The model quickly overfits the data. Most likely because the data isn't difficult or sophisticated for a BERT-like model to learn.
Following table summarizes the results:
| Model No. | Trainable Params | Epochs | Train Acc | Train Loss | Valid Acc | Valid Loss | Test Acc | Test Loss | Wall Time |
|---|---|---|---|---|---|---|---|---|---|
| 1.1 | 83,975 | 10 | 0.9690 | 0.1017 | 0.9675 | 0.1363 | 0.9671 | 0.1276 | 9.2s |
| 1.2 | 76,039 | 15 | 0.9885 | 0.0437 | 0.9712 | 0.1214 | 0.9710 | 0.1055 | 12.9s |
| 2.1 | 8,775 | 50 | 0.9604 | 0.1161 | 0.9420 | 0.1941 | 0.9406 | 0.2205 | 36.8s |
| 2.2 | 8,775 | 30 | 0.9661 | 0.1063 | 0.9564 | 0.1215 | 0.9562 | 0.1206 | 22.1s |
| 3.1 | 76,695 | 20 | 0.9677 | 0.0901 | 0.9658 | 0.3097 | 0.9617 | 0.3599 | 5m31s |
| 3.2 | 77,799 | 20 | 0.9654 | 0.1004 | 0.9672 | 0.1602 | 0.9632 | 0.2153 | 7m29s |
| 3.3 | 76,159 | 25 | 0.9549 | 0.1240 | 0.9447 | 0.3509 | 0.9499 | 0.3423 | 11m29s |
| 4 | - | 5 | 0.9885 | 0.0437 | 0.9712 | 0.1214 | 0.9757 | 0.1063 | 2m33s |
Overall, model 4, or the BERT model, provides the best performance.
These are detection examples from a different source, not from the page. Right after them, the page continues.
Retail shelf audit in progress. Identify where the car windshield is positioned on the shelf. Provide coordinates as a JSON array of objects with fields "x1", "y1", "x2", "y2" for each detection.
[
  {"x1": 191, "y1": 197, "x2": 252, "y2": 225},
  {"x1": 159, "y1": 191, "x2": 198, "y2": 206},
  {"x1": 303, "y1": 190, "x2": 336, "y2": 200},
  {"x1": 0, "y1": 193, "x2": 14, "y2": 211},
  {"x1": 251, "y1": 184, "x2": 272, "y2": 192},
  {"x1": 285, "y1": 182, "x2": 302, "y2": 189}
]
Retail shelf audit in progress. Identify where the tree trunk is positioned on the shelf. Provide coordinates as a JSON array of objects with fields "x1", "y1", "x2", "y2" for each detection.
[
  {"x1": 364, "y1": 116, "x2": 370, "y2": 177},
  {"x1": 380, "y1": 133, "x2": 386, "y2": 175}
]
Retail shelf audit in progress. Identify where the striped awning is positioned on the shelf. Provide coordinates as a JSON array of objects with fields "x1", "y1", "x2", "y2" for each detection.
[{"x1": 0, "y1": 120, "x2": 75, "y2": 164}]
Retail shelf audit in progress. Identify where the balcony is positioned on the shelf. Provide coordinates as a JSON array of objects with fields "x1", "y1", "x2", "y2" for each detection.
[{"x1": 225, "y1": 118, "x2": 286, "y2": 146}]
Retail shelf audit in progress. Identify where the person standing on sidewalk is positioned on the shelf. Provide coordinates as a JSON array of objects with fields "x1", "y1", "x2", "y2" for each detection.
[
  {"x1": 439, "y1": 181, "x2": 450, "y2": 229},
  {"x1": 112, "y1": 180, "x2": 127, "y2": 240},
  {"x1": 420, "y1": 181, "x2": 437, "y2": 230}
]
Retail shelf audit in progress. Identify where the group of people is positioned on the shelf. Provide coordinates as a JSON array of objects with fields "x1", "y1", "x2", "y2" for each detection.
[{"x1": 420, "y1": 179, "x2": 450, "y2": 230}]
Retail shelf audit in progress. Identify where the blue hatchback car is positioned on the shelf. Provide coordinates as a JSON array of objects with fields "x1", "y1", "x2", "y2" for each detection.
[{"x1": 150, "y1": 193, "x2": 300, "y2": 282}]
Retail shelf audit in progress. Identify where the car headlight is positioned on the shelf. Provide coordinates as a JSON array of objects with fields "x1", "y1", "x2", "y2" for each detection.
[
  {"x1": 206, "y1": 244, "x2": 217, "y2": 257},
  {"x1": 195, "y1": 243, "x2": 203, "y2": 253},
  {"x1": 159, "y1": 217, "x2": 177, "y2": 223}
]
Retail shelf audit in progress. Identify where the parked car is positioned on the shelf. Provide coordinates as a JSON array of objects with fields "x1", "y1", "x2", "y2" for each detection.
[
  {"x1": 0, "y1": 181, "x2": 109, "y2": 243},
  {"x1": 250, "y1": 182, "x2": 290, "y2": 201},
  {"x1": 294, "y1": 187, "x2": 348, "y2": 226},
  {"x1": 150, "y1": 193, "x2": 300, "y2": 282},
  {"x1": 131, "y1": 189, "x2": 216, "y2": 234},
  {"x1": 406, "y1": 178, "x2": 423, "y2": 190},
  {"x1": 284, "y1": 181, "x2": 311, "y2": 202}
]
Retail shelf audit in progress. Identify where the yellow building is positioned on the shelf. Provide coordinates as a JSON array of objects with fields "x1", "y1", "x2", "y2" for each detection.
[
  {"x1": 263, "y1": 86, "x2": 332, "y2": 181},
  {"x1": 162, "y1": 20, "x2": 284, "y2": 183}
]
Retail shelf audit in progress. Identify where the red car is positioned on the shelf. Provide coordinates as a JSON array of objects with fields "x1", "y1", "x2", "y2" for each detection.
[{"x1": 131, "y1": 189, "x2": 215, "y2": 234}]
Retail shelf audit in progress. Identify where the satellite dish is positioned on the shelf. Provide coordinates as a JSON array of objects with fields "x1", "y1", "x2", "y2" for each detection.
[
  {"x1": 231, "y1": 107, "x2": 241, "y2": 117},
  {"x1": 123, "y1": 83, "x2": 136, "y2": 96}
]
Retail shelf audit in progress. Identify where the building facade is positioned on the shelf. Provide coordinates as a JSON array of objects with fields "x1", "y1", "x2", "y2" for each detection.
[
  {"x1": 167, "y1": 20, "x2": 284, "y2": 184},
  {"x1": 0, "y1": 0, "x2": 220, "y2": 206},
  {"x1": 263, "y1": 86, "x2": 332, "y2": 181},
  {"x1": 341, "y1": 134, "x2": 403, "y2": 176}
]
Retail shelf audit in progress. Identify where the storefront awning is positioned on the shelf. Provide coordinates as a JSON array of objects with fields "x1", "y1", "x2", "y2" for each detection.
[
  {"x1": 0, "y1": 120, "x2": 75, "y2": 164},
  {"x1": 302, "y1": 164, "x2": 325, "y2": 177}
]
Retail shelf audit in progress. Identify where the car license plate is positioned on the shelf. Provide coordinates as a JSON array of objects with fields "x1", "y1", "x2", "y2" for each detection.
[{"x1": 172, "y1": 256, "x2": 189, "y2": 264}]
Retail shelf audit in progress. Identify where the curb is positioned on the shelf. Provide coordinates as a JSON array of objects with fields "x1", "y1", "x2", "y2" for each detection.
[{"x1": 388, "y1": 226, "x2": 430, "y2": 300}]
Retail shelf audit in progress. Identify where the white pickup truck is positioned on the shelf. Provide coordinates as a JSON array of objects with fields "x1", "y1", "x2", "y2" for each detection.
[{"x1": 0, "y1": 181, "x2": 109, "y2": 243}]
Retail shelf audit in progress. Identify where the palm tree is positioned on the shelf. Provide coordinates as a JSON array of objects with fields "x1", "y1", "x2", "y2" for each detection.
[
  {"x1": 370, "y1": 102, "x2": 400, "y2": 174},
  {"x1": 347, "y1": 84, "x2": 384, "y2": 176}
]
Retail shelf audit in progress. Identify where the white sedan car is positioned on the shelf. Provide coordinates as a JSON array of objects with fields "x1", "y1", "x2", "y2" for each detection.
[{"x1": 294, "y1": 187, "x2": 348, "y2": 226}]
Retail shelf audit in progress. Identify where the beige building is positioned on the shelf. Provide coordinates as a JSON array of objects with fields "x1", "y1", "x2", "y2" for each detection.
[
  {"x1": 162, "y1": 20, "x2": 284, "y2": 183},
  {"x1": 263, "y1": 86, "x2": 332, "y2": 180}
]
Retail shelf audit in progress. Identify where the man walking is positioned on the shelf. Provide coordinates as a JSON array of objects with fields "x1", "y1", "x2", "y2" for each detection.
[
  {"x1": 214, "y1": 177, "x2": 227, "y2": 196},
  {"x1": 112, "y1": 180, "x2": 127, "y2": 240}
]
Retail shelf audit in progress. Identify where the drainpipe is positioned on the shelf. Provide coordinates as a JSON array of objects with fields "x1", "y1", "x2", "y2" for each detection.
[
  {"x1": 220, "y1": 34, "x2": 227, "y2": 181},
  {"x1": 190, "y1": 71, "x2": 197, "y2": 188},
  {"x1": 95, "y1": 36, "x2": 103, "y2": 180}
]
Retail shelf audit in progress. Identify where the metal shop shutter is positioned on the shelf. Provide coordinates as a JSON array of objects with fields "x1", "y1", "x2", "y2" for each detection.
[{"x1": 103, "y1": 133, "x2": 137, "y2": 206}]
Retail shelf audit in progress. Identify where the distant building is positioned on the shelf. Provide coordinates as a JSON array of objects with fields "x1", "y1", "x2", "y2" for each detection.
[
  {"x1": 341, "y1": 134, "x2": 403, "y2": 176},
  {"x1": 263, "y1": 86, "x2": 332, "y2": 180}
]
However, it has quite broad requirements. With fewer parameters, Model 1.2 produces performance that is nearly identical.
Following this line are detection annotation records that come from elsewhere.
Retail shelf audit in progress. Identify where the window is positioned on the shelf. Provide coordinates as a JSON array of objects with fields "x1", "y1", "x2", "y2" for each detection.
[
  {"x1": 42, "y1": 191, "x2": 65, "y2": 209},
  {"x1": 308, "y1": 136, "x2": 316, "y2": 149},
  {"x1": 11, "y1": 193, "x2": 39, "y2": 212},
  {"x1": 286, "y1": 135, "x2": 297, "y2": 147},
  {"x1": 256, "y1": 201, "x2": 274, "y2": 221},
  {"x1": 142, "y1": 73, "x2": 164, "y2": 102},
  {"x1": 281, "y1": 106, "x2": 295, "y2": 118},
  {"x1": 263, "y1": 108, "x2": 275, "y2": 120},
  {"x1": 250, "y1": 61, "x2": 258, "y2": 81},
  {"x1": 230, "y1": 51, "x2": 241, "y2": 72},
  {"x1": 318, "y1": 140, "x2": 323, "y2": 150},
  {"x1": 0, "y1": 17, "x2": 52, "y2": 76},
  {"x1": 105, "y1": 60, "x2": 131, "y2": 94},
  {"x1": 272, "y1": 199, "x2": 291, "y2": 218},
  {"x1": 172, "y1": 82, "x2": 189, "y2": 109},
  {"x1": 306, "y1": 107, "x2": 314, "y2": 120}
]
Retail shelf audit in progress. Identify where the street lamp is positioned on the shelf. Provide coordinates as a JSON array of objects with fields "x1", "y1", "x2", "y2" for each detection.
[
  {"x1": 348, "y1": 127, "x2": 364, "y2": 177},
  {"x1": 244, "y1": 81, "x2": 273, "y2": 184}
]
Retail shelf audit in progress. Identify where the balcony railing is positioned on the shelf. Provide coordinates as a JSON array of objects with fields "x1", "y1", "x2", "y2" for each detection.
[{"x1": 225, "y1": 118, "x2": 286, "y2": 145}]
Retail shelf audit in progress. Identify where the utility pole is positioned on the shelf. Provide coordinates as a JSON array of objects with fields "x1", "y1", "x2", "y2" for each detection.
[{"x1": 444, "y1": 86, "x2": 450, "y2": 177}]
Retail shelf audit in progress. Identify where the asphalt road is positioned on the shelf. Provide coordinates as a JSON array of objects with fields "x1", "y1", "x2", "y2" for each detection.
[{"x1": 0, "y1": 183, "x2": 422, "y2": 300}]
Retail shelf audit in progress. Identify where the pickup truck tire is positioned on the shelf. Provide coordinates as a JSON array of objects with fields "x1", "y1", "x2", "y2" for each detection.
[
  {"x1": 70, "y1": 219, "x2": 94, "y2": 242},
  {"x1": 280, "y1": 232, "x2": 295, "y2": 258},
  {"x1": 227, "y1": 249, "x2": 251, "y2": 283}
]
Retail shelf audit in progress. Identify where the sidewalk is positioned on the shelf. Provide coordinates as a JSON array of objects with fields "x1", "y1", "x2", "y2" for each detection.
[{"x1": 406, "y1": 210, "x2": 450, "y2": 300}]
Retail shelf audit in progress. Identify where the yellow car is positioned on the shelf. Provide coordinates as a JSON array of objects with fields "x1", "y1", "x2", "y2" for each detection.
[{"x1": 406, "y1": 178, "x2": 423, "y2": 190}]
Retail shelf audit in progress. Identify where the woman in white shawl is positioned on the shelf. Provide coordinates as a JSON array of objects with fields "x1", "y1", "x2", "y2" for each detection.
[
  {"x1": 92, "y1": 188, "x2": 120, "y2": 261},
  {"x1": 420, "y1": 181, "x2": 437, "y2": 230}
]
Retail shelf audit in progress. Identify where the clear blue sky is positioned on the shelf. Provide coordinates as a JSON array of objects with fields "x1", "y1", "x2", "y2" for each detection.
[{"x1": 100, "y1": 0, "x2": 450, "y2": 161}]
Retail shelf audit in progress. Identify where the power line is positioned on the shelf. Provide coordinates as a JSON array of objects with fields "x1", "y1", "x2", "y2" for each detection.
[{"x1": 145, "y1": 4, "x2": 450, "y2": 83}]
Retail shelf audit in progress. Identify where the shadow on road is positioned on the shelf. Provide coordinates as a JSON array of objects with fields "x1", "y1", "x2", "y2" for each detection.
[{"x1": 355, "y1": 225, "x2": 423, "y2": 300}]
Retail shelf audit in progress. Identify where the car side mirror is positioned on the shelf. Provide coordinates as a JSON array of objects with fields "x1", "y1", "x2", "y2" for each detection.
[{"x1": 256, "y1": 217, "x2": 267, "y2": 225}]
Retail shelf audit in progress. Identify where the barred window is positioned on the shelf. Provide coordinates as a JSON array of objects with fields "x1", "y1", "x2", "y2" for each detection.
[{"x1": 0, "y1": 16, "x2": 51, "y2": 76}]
├── Data Files # Data files
└── ...
├── Models # Saved models
└── ...
├── Other Files # Miscellaneous files
└── ...
├── 1_data_analysis # Data Analysis file
├── 2_topic_modelling # Topic Modelling file
├── 3_mlp_intEncoding # MLP Classifier (with int encoding) file
├── 4_mlp_gloveEmbedding # MLP Classifier (with glove embedding) file
├── 5_lstm # LSTM Classifier (vanilla, stacked, bidirectional) file
├── 6_smallBert # smallBert Classifier file
- Language: Python
- Libraries: Tensorflow, Keras, Tensorflow-Hub, Scikit-Learn, Gensim, NLTK, Spacy, PyLDAviz, Re, WordCloud, Matplotlib, Seaborn, Numpy, Pandas.
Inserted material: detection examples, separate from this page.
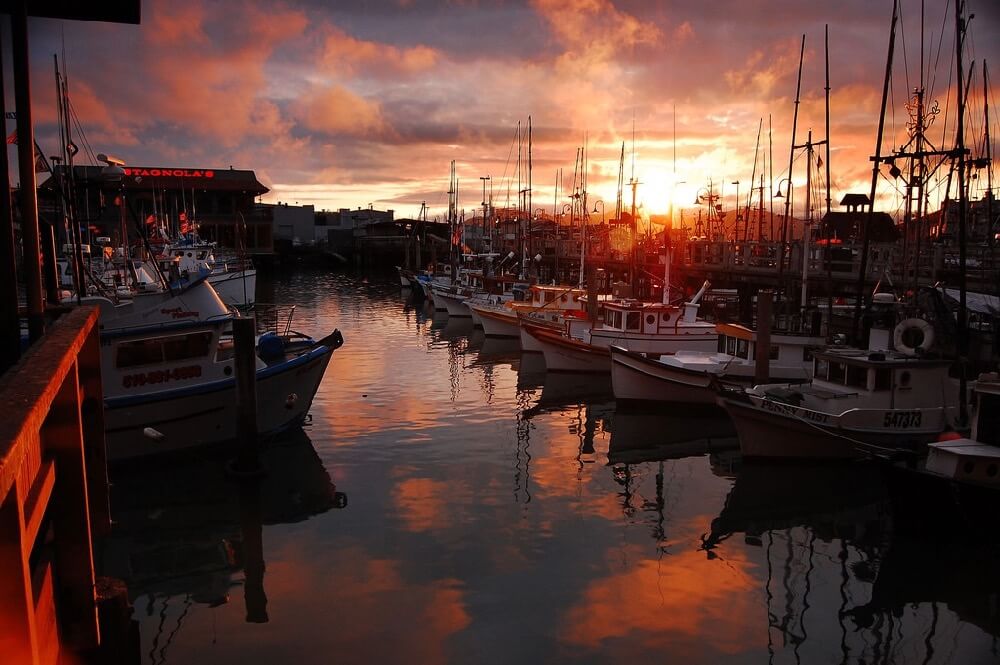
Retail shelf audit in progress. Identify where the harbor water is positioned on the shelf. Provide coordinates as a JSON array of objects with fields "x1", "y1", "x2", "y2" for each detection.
[{"x1": 96, "y1": 271, "x2": 1000, "y2": 665}]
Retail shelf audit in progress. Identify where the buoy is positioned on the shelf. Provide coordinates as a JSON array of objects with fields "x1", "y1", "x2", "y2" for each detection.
[{"x1": 892, "y1": 318, "x2": 934, "y2": 356}]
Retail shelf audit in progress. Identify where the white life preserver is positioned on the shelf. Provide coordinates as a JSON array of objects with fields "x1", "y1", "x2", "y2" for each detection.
[{"x1": 892, "y1": 318, "x2": 934, "y2": 356}]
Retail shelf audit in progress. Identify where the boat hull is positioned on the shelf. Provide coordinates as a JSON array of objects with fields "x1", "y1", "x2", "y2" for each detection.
[
  {"x1": 719, "y1": 395, "x2": 944, "y2": 459},
  {"x1": 104, "y1": 347, "x2": 333, "y2": 461},
  {"x1": 434, "y1": 290, "x2": 472, "y2": 319},
  {"x1": 471, "y1": 305, "x2": 521, "y2": 339},
  {"x1": 611, "y1": 347, "x2": 717, "y2": 407},
  {"x1": 529, "y1": 328, "x2": 611, "y2": 372}
]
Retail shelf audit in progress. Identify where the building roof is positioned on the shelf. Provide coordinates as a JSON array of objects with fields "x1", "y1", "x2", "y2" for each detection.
[{"x1": 47, "y1": 166, "x2": 269, "y2": 196}]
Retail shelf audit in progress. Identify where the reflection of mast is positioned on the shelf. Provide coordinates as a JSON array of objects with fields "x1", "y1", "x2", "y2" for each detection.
[{"x1": 239, "y1": 478, "x2": 268, "y2": 623}]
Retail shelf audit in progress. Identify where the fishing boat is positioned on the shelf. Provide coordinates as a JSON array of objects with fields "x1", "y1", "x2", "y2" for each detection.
[
  {"x1": 609, "y1": 323, "x2": 826, "y2": 406},
  {"x1": 526, "y1": 282, "x2": 718, "y2": 372},
  {"x1": 469, "y1": 284, "x2": 586, "y2": 339},
  {"x1": 94, "y1": 278, "x2": 343, "y2": 461},
  {"x1": 159, "y1": 241, "x2": 257, "y2": 308},
  {"x1": 909, "y1": 373, "x2": 1000, "y2": 492},
  {"x1": 718, "y1": 312, "x2": 960, "y2": 459}
]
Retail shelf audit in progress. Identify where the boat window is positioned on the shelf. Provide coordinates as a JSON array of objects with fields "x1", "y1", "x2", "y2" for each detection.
[
  {"x1": 115, "y1": 339, "x2": 163, "y2": 367},
  {"x1": 847, "y1": 365, "x2": 868, "y2": 390},
  {"x1": 830, "y1": 363, "x2": 847, "y2": 383},
  {"x1": 115, "y1": 331, "x2": 212, "y2": 368},
  {"x1": 163, "y1": 330, "x2": 212, "y2": 362},
  {"x1": 875, "y1": 367, "x2": 892, "y2": 390}
]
Notebooks can be run directly on google colab (make sure to upload required .py files in working directory if required).
The codebase has been meticulously documented, incorporating comprehensive docstrings and comments. Please review these annotations, as they provide valuable insights into the functionality and operation of the code.